While enabling a peripheral in STM32 is as easy as set the respective enable bit in one of the enable registers in RCC, in some STM32 it may come as a surprise, that accessing a register in the peripheral immediately after it has been enabled, may go wrong: writes may get ignored by the peripheral and reads may return unexpected values. This is due to the SoC nature of these mcus, where signals may need to pass synchronizers between various clock domains, and this may take some time.
ST realized this problem quite soon (e.g. in the STM32F407 errata, Delay after an RCC peripheral clock enabling erratum appeared in 2012, one year after the 'F407 was introduced) and documented it in errata in older STM32 families and directly in RM in newer STM32 families.
Unfortunately, one of the offered workarounds - and that one which appears to be the most foolproof, easy to implement, and is even used in Cube - i.e. performing a dummy read of target peripheral's register after enabling clock and before any "real" access - is experimentally proven to be wrong in at least STM32F407/'F429.
The fact, that the problem couldn't be reproduced on 'F411 nor 'L476, and slightly different overall timing of related events on these models indicates, that the bus fabric attached to the processor has subtle yet significant differences between individual models/subfamilies, which are entirely undocumented (the processor itself is a component sourced by ARM, indicates the same version/revision number, so it's most likely identical in all four discussed models).

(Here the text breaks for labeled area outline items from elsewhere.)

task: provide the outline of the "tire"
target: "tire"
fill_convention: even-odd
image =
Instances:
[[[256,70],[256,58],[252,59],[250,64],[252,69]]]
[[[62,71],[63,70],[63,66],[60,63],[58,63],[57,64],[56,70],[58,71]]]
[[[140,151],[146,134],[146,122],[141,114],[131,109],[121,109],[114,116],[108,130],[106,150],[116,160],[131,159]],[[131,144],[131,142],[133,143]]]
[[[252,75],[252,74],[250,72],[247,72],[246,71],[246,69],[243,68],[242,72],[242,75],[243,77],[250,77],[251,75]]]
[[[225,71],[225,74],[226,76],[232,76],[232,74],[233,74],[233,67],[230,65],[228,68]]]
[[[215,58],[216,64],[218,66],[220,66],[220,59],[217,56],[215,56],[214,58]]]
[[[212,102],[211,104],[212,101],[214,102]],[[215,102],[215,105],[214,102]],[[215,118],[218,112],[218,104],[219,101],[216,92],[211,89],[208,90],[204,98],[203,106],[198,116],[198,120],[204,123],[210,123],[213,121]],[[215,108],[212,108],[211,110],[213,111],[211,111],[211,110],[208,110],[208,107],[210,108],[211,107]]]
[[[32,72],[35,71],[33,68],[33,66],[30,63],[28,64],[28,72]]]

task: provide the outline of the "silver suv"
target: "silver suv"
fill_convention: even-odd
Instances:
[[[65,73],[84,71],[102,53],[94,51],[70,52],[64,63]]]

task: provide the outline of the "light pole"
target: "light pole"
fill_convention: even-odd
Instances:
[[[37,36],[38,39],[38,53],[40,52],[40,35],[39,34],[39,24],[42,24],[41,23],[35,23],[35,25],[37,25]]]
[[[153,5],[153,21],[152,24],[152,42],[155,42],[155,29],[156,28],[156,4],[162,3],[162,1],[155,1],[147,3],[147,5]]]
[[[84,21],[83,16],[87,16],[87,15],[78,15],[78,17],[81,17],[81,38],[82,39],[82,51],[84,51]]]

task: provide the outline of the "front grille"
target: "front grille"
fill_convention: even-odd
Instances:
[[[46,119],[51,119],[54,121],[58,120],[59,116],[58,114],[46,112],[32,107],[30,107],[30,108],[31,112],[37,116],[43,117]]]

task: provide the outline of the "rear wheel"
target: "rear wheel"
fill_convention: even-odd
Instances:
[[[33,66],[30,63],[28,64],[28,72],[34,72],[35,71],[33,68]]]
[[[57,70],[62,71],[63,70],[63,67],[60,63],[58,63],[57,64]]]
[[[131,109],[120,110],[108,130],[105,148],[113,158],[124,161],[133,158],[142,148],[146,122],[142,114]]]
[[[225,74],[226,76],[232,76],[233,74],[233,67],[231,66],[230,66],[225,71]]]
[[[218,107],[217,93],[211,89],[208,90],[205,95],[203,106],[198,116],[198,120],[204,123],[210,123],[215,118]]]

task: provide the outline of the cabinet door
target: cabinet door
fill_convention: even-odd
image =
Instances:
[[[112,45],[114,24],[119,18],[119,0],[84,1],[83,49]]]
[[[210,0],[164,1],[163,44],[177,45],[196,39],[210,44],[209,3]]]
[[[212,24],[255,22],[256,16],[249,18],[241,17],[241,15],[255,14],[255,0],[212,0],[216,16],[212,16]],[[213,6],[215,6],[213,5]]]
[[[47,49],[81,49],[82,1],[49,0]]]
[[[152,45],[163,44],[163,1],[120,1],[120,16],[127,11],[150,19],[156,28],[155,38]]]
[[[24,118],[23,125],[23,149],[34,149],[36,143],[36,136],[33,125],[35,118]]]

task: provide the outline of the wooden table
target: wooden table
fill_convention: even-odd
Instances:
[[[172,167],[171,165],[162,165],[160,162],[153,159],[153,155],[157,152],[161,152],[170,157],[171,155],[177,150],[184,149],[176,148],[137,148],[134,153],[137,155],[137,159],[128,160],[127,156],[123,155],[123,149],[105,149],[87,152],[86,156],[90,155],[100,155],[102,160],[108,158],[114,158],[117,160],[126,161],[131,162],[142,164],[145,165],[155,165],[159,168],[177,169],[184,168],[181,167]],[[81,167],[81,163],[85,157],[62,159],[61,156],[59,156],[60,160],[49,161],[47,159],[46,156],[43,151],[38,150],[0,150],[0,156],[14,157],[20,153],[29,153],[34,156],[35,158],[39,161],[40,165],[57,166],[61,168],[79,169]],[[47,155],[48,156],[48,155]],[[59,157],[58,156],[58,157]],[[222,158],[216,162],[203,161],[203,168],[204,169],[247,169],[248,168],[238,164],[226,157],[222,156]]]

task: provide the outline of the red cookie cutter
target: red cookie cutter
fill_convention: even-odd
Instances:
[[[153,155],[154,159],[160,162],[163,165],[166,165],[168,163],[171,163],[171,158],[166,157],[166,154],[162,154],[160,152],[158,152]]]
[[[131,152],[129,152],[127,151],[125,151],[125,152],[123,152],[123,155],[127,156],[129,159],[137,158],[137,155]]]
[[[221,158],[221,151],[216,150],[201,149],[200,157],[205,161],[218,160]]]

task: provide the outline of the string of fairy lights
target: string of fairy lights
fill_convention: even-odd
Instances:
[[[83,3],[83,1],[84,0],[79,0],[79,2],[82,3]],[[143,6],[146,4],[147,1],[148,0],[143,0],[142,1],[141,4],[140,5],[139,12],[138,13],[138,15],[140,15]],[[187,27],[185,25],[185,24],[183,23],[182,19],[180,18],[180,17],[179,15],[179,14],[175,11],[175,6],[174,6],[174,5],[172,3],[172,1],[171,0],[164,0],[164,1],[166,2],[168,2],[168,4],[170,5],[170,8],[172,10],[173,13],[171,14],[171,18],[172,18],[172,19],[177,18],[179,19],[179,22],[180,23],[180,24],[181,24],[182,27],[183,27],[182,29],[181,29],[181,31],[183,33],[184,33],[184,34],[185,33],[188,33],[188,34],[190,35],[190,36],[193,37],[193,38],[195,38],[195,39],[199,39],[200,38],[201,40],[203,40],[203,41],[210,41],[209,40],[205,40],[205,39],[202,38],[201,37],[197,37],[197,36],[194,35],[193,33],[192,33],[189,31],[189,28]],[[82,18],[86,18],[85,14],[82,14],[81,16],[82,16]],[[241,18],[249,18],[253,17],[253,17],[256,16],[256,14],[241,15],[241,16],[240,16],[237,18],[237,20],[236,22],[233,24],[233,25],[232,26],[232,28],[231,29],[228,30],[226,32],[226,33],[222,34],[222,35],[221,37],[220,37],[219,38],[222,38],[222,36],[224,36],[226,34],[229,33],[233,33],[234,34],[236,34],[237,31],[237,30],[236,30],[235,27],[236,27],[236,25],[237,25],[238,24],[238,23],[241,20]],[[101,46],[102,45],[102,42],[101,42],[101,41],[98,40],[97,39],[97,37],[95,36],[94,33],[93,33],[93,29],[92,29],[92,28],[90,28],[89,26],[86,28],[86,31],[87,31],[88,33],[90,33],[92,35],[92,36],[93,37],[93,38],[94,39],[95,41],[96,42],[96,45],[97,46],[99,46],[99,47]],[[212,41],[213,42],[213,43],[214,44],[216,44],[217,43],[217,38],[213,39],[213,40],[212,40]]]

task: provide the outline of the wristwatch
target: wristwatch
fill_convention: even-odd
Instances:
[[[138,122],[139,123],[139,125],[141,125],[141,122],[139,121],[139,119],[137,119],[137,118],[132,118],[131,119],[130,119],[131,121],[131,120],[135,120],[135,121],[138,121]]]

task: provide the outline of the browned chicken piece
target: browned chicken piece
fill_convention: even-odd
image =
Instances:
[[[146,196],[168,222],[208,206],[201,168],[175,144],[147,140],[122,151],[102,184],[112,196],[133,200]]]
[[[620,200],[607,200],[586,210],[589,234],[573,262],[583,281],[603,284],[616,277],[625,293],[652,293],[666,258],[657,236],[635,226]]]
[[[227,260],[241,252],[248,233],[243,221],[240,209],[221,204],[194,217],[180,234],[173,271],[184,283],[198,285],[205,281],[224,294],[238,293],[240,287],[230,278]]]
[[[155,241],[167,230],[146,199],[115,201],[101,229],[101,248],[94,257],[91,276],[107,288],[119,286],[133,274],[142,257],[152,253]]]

Solution to the root problem is compounded by the fact, that the required delay is very short, a few system clock cycles; and that in C or any other higher-level language there's little guarantee for code ordering (beyond what volatile can offer) yet alone execution timing (which in the 32-bitters is matter of uncertainty for multiple reasons anyway). Most probably the vast majority of users has never encountered the problem, even without adding a delay in their C code (or using the library macro which has the delay incorporated).
One easy and effective way to avoid having problems stemming from this issue is in the traditional controller-oriented mcu development. In that, the particular application is seen as central, thus all resources needed for that application are controlled/enabled at once, at the beginning of the program (this also makes reading of such program easier, as it's immediately clean which and how resources are enabled/set up). So, here, after enabling all clocks, an operation not requiring access to just-enabled peripherals is performed - e.g. setting up the various clocks, clearing/initializing variables in RAM, etc. - and that provides enough time so that all peripherals are enabled safely by the time they are going to be accessed for the first time. This is also more effective as far as code size and execution time is concerned.
However, this approach goes against the grain of the now modern "driver" approach, where all manipulation of resources (including clocks, GPIO) are performed individually, "locally"; in the code, and at the time, where/when given peripheral is initialized. In that case, delay has to be provided in each case of enabling the peripheral's clock.